My eyes slowly lowered down to his lips involuntarily; they looked so soft, so kissable. I gulped.
Edward definitely noticed my mood change and he also shifted his gaze to my half-open lips. I noticed how long his lashes were, just like John. He was so beautiful.
He looked up at me again, his eyes unreadable. He began to lean in closer while holding my gaze, and I was transfixed under his stare. I could not move.
I should not be doing this but I could not help it. After a painful two-second wait his lips finally touched mine.
It was a whole new experience kissing Edward. Just like kissing John, the world around us stopped the instance our lips touched, and everything was spinning around us. He swept me off my feet and took my breath away, just like when John did this to me. It was love. Love filled the air and I could not think straight. I was intoxicated.
But the difference was that I could tell his lips were not as full as John’s, but still felt very, very nice against mine. I kissed him back, and I felt Edward smile.
“I love you (Yn),” Edward said when we had finally pulled apart for air, “More than I should.”
“I love you too Edward,” I gasped, still shocked from our wonderful kiss, “I know this isn’t right but—”
“I know,” he interrupted me softly, “I know…”
He kissed me gently again with his eyes closed and pulled back slightly to look at me in the eye again, “I need you. I don’t want to cause troubles and I certainly do not want to hurt John, but I need you. I don’t want to make you get into troubles and get torn between us but I can’t stand it anymore. I need you, (Yn). I love you. Please, let me love you just for once… Once is enough. Then you can forget about this and get back to John…”

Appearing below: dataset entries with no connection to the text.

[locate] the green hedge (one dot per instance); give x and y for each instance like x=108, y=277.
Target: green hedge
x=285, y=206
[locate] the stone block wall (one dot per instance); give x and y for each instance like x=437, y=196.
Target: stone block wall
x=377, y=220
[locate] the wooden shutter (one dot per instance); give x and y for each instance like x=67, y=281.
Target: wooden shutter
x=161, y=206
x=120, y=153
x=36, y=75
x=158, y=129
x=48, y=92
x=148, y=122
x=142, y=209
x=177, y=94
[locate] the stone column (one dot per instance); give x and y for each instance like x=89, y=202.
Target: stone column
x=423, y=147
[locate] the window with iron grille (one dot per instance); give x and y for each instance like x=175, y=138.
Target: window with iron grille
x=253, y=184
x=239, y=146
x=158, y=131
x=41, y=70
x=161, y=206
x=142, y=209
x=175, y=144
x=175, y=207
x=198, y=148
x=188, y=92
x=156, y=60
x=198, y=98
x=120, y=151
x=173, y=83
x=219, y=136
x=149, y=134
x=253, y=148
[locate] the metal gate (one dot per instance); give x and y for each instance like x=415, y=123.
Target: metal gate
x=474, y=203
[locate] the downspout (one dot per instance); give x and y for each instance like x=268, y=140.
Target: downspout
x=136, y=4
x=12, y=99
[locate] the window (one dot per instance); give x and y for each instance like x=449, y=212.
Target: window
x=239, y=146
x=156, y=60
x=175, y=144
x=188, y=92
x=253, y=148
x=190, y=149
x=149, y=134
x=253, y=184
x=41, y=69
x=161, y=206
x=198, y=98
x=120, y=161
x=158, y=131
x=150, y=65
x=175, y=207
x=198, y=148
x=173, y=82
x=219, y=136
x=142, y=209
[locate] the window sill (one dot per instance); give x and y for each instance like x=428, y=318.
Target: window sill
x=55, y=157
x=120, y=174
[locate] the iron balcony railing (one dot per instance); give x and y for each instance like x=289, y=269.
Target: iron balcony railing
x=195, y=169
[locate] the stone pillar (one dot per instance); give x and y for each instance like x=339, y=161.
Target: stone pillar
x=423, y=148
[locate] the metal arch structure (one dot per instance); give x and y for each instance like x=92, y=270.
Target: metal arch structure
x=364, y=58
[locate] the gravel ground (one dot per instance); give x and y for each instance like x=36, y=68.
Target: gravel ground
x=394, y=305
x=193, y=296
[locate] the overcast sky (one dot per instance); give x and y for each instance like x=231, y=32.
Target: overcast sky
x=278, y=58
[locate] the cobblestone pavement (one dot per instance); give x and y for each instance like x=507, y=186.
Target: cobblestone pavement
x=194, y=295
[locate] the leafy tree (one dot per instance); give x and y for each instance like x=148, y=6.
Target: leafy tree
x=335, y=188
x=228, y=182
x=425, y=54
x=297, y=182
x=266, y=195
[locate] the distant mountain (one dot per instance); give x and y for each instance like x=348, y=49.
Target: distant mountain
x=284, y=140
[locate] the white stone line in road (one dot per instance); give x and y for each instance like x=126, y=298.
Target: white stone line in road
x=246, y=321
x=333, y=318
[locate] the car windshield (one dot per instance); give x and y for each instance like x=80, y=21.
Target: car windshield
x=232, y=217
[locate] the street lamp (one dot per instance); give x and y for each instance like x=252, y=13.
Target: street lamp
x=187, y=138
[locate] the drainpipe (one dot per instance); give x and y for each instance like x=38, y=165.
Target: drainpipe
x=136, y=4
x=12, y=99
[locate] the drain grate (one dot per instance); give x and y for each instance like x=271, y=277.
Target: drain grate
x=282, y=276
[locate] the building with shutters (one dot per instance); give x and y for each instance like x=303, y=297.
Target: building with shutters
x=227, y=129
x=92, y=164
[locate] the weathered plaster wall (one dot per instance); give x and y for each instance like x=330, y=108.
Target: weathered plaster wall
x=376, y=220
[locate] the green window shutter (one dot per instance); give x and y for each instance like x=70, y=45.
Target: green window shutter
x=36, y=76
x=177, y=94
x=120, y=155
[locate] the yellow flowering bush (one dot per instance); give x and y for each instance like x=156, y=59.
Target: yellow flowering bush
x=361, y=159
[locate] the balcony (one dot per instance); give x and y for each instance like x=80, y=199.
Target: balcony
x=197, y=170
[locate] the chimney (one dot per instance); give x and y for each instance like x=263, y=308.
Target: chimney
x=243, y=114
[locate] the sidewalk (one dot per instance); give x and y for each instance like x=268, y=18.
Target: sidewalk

I looked at Edward’s pleading face and I could tell saying this was hurting him. He had a mixed expression. He knew what he was getting himself into but he could not reject his wants. He knew he would hurt even harder after this but he could not resist taking the chance
And I could not hold back my feelings now.
I pulled Edward closer by his neck and kissed him with passion. He was taken by surprise but quickly kissed me back. He pulled me up so he was sitting on the floor with me on his lap, and I wrapped my legs around his waist.
“Thank you,” he mumbled against my lips, “I love you, I always will… Thanks for giving me a chance of loving you, even if it’s just for once…”
Edward stood up with me cringing onto him and he carried me upstairs into his room, leaving all the papers scattered across the floor downstairs.
He fell down onto the bed with me beneath him and he was careful not to squash me. He put his hands on the bed on either side of my head and stared deeply into my eyes. I stared back into his beautiful green eyes which reminded me of John.
John. I knew I should not be doing this but I could not help it. And it would be just for once… Then everything would be back to normal. And perhaps after getting what he had been longing for, Edward would start to lock away his feelings for me and had a fresh start.
My heart ached at the thought. But I should be happy for him, I kept reminding myself.
And this would only happen once, would it not? And John would never know about it.
Edward planted tender kisses all over my neck and shoulders and I played with his soft and silky blond hair, running my fingers through his hair and twirling strands of his hair around my fingers.
He came back up to look into my eyes and kissed me before unbuttoning my shirt. He threw it onto the floor beside the bed and kissed all over my torso.
I giggled and pulled on his shirt. He sat up and took it off, throwing it onto the floor so it was now lying on top of my shirt.
I thought John was much muscular than Edward but was I wrong. Edward was equally fit. I stared at his toned body and trailed my hands down his stomach. He shivered under my feathery touch.
Then we stripped off completely in between kisses and we were drowned in each other’s love, forgetting about all the complicated matters just for once.